NASHVILLE, Tenn. – Cancer was considered a disease that primarily
struck women and Anglo-Americans at the beginning of the 20th century.
By 1999, it appeared to have crossed the color and sex lines to become
ever more deadly to men and minorities.
Was this perception real, or a measure of changing social attitudes about sex, race and disease?
On
Wednesday, Feb. 18, professor Keith Wailoo of the history department at
Rutgers University will explore those issues during a lecture sponsored
by the Robert Penn Warren Center for the Humanities at Vanderbilt
University.
The 1 p.m. lecture in Room C-2209 of the Medical
Center North building at Vanderbilt University Medical Center is free
and open to the public.
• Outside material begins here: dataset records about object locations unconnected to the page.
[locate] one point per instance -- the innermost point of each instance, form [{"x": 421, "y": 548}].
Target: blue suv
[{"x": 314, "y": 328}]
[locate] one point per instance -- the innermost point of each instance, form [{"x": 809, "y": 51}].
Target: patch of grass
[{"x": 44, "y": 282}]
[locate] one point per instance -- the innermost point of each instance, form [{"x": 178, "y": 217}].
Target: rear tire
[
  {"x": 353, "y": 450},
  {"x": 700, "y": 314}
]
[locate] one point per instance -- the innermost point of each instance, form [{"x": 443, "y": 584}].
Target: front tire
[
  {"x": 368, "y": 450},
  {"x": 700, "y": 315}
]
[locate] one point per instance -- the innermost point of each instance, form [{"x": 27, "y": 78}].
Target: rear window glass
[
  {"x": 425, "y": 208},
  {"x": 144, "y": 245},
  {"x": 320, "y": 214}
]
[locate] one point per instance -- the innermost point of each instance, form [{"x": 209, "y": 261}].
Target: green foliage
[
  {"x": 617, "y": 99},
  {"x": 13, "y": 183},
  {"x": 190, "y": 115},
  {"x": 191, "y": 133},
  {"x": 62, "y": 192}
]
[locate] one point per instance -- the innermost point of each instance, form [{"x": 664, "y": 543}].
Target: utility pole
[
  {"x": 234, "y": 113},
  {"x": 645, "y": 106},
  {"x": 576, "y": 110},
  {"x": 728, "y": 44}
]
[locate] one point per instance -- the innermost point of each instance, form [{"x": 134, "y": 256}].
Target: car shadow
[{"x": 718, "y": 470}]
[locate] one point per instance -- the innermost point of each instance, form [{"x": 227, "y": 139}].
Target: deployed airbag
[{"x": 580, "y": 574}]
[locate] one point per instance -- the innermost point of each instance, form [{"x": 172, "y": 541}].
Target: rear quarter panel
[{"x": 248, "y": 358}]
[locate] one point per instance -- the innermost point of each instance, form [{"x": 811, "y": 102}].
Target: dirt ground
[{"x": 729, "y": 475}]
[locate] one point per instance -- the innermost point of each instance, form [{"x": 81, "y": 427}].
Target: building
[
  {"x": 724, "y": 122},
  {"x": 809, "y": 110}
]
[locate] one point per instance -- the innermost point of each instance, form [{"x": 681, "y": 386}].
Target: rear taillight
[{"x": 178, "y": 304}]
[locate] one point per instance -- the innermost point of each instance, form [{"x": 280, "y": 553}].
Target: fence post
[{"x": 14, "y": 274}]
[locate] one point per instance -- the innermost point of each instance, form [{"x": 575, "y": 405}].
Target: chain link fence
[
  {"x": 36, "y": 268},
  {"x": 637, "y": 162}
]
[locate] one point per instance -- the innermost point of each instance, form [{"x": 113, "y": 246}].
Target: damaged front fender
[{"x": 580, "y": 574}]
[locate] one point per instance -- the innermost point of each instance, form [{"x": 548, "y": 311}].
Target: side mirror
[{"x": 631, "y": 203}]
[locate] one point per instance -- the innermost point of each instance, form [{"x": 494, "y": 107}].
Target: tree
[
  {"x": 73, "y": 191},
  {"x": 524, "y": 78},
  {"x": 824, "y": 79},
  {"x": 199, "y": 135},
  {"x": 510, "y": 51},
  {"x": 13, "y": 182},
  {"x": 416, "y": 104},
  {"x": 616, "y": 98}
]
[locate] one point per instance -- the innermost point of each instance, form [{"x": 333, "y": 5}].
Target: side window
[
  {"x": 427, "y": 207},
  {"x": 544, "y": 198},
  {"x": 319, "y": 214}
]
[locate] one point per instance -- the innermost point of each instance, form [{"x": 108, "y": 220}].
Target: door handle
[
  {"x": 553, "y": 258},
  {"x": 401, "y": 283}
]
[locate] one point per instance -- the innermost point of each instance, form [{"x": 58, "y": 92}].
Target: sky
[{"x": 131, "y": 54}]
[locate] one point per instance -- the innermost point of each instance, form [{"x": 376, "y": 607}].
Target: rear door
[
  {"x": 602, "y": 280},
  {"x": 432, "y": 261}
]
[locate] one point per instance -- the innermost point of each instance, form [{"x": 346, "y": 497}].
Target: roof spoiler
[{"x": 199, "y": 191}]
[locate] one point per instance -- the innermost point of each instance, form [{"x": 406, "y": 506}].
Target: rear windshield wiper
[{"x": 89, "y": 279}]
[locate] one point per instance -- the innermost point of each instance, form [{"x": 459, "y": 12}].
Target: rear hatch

It is titled "How Cancer Crossed the Color
Line: The Strange Career of Race and Disease in America."
"This
lecture offers an overview of this history, along with an exploration
and analysis of how this transformation occurred and what this strange
history reveals about race, ethnicity, disease and risk in America,"
Wailoo said.
The lecture by Wailoo is sponsored by the
2003/2004 Fellows Program at the Robert Penn Warren Center for the
Humanities, which is examining the theme "Medicine, Health and
Society."
Wailoo is the author of Dying in the City of the Blues: Sickle Cell Anemia and the Politics of Race and Health.